There was no immediate official comment on the nature of the fighting, but a Lebanese TV station loyal to the Shia group said Israel had been shelling targets across the border.  

The UN peacekeeping force in Lebanon, known as UNFIL, said its commander Major General Stefano Del Col was in contact with both parties to assess the situation and decrease tensions.

"He urges maximum restraint," the UNIFIL statement said.

Netanyahu warns of consequences

"Lebanon and Hezbollah will bear the responsibility for any attack from Lebanese territory," Israeli Prime Minister Benjamin Netanyahu said in broadcast remarks, shortly before the reports of the incident.

Following the killing of two Hezbollah members in Damascus last August, Hassan Nasrallah, the group’s leader, vowed it would respond if Israel killed any more of its fighters in the country.

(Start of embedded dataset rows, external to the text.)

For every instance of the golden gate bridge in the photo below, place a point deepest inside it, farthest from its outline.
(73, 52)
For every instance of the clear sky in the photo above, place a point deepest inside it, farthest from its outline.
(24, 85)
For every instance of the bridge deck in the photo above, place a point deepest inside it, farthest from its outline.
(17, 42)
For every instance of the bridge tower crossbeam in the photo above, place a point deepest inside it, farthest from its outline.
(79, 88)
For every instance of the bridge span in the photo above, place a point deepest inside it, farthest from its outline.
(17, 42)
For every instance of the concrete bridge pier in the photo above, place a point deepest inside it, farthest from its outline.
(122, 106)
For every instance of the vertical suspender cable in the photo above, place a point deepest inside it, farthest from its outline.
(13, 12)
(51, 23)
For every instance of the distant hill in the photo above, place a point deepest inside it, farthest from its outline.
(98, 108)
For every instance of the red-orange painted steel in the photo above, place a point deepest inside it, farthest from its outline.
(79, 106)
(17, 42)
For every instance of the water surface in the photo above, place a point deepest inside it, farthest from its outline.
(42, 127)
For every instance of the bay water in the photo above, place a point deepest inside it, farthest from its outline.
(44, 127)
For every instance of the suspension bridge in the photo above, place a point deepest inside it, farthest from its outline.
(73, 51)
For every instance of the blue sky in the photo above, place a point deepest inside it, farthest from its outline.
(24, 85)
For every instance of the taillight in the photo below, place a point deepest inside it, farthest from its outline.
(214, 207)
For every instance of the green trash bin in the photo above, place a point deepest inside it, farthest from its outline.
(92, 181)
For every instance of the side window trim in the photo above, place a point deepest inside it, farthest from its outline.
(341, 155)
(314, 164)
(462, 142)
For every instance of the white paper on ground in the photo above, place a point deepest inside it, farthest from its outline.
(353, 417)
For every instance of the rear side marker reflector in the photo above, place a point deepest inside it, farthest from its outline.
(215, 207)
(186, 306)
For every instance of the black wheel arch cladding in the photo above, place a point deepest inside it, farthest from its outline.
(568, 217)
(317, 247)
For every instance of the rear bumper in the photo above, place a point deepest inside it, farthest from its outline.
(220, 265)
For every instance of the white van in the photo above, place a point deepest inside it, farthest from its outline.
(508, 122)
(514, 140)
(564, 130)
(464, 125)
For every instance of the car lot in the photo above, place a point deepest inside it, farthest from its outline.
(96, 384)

Hezbollah has deployed fighters in Syria as part of Iranian-backed efforts to support regime leader Bashar al Assad in a conflict that spiraled out of protests against his rule in 2011.

Israel sees the presence of Hezbollah and its ally Iran in Syria as a strategic threat and has mounted hundreds of raids on Iranian-linked targets there. 

It captured and occupied the Golan Heights from Syria in the 1967 Middle East war. 

Both sides fought a war in July 2006, after Hezbollah captured two Israeli soldiers in a cross-border raid. 

Nearly 1,200 Lebanese, mostly civilians, died in the July war and 158 people died in Israel, mostly soldiers.